Segundo estatísticas, mulheres brancas foram o principal voto que elegeu Donald Trump presidente dos EUA. A memória de submissão ao homem, herança do patriarcado, induziu mulheres olharem para o homem branco, Trump, como sendo ele o “salvador” ao que elas imaginavam precisar. O mesmo ocorre no Brasil com algumas mulheres que confiam no Bolsonaro, por semelhantes motivos. Tocadas pela memória do protetor, genitor, elas vêem nele o homem que combaterá o mal, restabelecerá o ninho da tradicional família brasileira e trará segurança a elas, mulheres.

 

Outras mulheres despertaram para essa ilusão, libertando-se da falsa memória criada pelo patriarcado de que o homem é a chave para a liberdade e, em resposta ao que acordaram somaram-se aos movimentos sociais e populares, com os vários setores da sociedade, para a criação de um outro e novo princípio de sociedade.

 

A questão não é comportamental! Há rios nas profundezas dos oceanos impulsionando o movimento. E é para esses rios que devemos direcionar a nossa atenção.

 

Há uma fonte sistematizando pensamentos. E essa fonte é a mente; de onde partem os pensamentos que, movidos pela força gravitacional das referências que formam essa mente, pendem para o lado onde vibra a frequência ao que está exposto. Se a pessoa está embevecida de toxinas emocionais – heranças de padrões, rejeições, traições, abandonos, humilhações não esclarecidos e não curados – a mente penderá para o lado da ferida tóxica da violência.

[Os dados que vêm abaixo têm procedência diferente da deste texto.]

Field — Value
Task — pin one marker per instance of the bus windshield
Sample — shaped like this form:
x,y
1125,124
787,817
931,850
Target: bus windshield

É uma questão de ressonância. Daí surgirem as cegueiras que muitas vezes, não compreendemos. Porque elas são invisíveis e portanto desconsideradas pelo olhar superficial.

 

Muitos estão acordando para a verdade. Estão se libertando das correntes que os aprisionam, nos calabouços mentais.

 

Porém, há uma parcela da população adormecida, ainda, cuja força gravitacional pendem os pensamentos para o lado do lixão – a opressão, a violência, o individualismo – em ressonância à mente gananciosa, violenta e opressora do patriarcado.

 

Novas situações se apresentam, conforme despertamos para o cenário que se forma, no país e no Planeta. Temos muito o que observar e aprender. O mar está para peixe e não podemos correr o mau risco de morrer de fome, na beira da praia.